Sam sat with her arms folded, facing away from the others. Nearby, Wayne, Barraclough and John stood looking helplessly at on
e another. At one side of the hold, the Kanaka Downs Garden Club murmured together in a huddle, glaring at the Receivers of Cosmic Bounty. The Receivers stood at the other side, glaring back at the old folk.
"She was just trying to be helpful," Wayne said, vaguely.
John snorted in derision. "It was helpful to call my followers a bunch of spaced out, brain-dead, imbeciles, was it?"
"Or to tell the garden club to stop shagging each other and doing press-ups and save their energy for something useful and less gross?" Barraclough added.

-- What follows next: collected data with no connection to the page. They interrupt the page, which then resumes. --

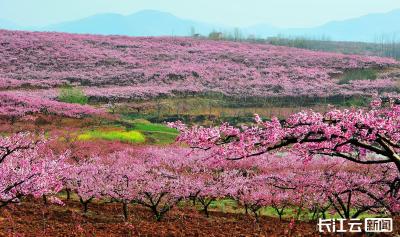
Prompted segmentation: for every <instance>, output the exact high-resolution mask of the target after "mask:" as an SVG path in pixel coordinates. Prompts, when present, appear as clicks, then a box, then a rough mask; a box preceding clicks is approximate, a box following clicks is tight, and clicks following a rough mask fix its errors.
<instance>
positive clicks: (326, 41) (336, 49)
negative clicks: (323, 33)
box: [190, 28, 400, 60]
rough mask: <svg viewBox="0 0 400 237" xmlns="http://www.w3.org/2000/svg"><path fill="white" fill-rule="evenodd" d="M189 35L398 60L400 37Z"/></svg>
mask: <svg viewBox="0 0 400 237" xmlns="http://www.w3.org/2000/svg"><path fill="white" fill-rule="evenodd" d="M190 35H191V36H192V37H196V38H207V39H212V40H228V41H239V42H241V41H243V42H252V43H268V44H272V45H278V46H288V47H295V48H302V49H309V50H316V51H328V52H338V53H344V54H360V55H373V56H381V57H391V58H395V59H397V60H400V37H399V36H398V35H396V34H392V35H387V34H384V35H380V36H377V37H375V39H374V40H373V42H370V43H367V42H347V41H334V40H332V39H331V38H330V37H329V36H325V35H322V36H319V37H311V36H285V35H277V36H271V37H267V38H262V37H258V36H255V35H252V34H248V35H246V34H244V33H243V32H242V31H241V30H240V29H239V28H234V29H233V30H232V31H216V30H214V31H212V32H210V33H209V34H208V35H206V36H205V35H200V34H198V33H196V30H195V29H194V28H192V29H191V33H190Z"/></svg>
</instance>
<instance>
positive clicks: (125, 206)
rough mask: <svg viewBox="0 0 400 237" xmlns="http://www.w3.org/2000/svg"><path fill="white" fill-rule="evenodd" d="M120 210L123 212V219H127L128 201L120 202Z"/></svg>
mask: <svg viewBox="0 0 400 237" xmlns="http://www.w3.org/2000/svg"><path fill="white" fill-rule="evenodd" d="M122 210H123V213H124V220H125V221H128V215H129V209H128V203H126V202H123V203H122Z"/></svg>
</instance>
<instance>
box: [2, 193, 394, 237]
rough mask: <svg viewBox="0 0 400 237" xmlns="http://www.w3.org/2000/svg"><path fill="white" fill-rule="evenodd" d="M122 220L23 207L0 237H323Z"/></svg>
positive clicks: (167, 223)
mask: <svg viewBox="0 0 400 237" xmlns="http://www.w3.org/2000/svg"><path fill="white" fill-rule="evenodd" d="M121 214H122V212H121V206H120V205H118V204H90V206H89V212H88V213H87V214H83V213H82V211H81V210H80V205H79V204H78V203H76V202H69V203H67V205H66V206H64V207H60V206H54V205H44V204H43V203H41V202H37V201H36V202H23V203H22V204H19V205H10V206H8V207H5V208H2V209H0V236H41V237H45V236H79V237H81V236H171V237H172V236H215V237H216V236H243V237H244V236H268V237H269V236H320V235H319V234H318V233H317V232H316V225H315V223H307V222H300V223H296V225H295V227H294V228H293V230H292V231H290V232H289V230H288V229H289V221H282V222H280V221H279V220H278V219H275V218H269V217H263V218H261V220H260V222H259V223H255V222H254V220H253V219H252V218H251V217H249V216H246V215H244V214H226V213H225V214H224V213H217V212H213V213H211V217H210V218H206V217H204V216H203V215H202V214H200V213H198V212H197V211H196V210H190V209H188V208H185V209H184V210H183V209H182V210H181V209H175V210H173V211H171V212H170V213H168V214H167V216H166V217H165V219H164V220H162V221H161V222H156V221H155V220H154V219H153V218H152V216H151V213H150V212H149V211H148V210H147V209H144V208H142V207H139V206H131V207H130V218H129V221H128V222H125V221H124V220H123V218H122V215H121ZM351 236H360V235H351ZM387 236H390V235H387Z"/></svg>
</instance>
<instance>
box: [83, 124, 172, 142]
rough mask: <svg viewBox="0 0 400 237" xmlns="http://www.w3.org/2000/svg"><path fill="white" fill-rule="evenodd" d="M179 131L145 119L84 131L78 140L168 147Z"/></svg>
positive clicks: (114, 124) (106, 126) (111, 125)
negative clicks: (143, 144)
mask: <svg viewBox="0 0 400 237" xmlns="http://www.w3.org/2000/svg"><path fill="white" fill-rule="evenodd" d="M177 136H178V131H177V130H176V129H173V128H169V127H167V126H166V125H164V124H155V123H150V122H148V121H147V120H144V119H136V120H127V119H125V120H123V121H120V122H118V123H116V124H111V126H109V125H108V126H106V127H103V128H96V129H92V130H89V131H83V132H82V133H81V134H79V135H78V136H77V138H78V140H95V139H102V140H108V141H120V142H127V143H133V144H136V143H141V144H143V143H145V144H152V145H166V144H171V143H173V142H174V141H175V139H176V137H177Z"/></svg>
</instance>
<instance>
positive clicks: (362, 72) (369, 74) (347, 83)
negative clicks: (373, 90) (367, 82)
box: [338, 68, 377, 85]
mask: <svg viewBox="0 0 400 237" xmlns="http://www.w3.org/2000/svg"><path fill="white" fill-rule="evenodd" d="M376 78H377V73H376V71H375V70H374V69H371V68H367V69H358V70H351V71H348V72H345V73H344V75H343V77H342V78H340V80H339V82H338V84H339V85H343V84H349V83H350V81H359V80H375V79H376Z"/></svg>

They were both obviously cross with Sam but were keeping their voices low so the others didn't hear them.
"Sam just gets a bit, you know..." Wayne struggled to defend her. Relations between the garden club and the Receivers had always been a bit strained but in the course of her impassioned plea for action, Sam had managed to fan a mutual distaste into open hostility. "If they hadn't all joined in, calling each other names..." Wayne whined.
"It was all her fault," John insisted. "All Jadie said was that he'd rather wait here and see what the Vinggans' intentions are."
"No," Barraclough corrected him. “He said, 'Woah man, don't go getting all Rambo on us. Let's, like, see what the space chicks are gonna, like, give us when we get to Venus, or whatever.'” They all had to admire the quality of Barraclough's impression. "That's when your followers started that "gimme, gimme" hand stuff again. Look, some of them are still at it."